Omaha World Herald | 17 March 2015
Nebraska farm group rips Korea free-trade pact, says it has harmed US economy
By Russell Hubbard / World-Herald staff writer
The Nebraska Farmers Union joined with trade activists Monday to oppose a free-trade pact with Korea that the group says has hurt the U.S. economy.
John Hansen, president of the Nebraska Farmers Union, said on a conference call hosted by Public Citizen Global Trade Watch that exports to South Korea have fallen and imports from South Korea have increased since the United States and the Asian nation agreed to a free-trade pact in 2012.
Public Citizen said the free-trade pact is the model for the Trans-Pacific Partnership, a free-trade agreement the U.S. is negotiating with 11 Asian and South American countries.

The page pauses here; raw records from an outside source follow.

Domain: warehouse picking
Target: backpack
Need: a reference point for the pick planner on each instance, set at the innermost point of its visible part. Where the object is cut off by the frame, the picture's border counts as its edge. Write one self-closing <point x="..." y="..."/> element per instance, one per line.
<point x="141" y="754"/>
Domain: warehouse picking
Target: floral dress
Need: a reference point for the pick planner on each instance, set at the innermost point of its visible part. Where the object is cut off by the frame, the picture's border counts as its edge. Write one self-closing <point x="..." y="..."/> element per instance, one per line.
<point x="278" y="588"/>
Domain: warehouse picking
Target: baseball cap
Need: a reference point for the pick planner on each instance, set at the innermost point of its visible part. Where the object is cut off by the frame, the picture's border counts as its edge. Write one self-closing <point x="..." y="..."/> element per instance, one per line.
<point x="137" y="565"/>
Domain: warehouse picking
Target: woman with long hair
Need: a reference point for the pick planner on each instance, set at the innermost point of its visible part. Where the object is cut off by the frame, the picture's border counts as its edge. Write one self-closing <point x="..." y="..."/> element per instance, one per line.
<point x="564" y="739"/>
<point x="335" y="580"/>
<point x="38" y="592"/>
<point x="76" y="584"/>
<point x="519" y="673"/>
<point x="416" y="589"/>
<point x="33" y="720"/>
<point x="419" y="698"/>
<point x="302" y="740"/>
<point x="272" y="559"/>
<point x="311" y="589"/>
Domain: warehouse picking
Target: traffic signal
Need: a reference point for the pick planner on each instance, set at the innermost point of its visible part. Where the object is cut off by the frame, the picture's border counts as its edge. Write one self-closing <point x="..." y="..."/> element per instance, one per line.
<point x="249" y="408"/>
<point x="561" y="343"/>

“We are not having a fair opportunity to be able to sell our products into other economies, but we have the welcome mat out to competition coming into our economy,” Hansen said.
The call also featured commentary by others who said they were harmed by Korean free-trade, including an Alabama steelworker and a Connecticut business owner.
In each case the complaint was that the U.S. had lowered tariffs and trade barriers with South Korea but hasn’t promoted cross-ocean commerce. Nebraska beef exports to South Korea, for example, have fallen 5 percent in the past three years, Public Citizen said on the call. Overall, the deal has cost 85,000 U.S. jobs, the group says.
Though Korean leaders lifted a five-year ban on U.S. beef imports in 2008, some consumers have continued to have health concerns over the potential for mad cow disease and the use of growth additives in cattle feed.
Hansen said U.S. trade policy concentrates too much on the potential volume of trade without considering its profitability.
If a business proposed such an equation, its “banker would say ‘Go for counseling,’ ” Hansen quipped.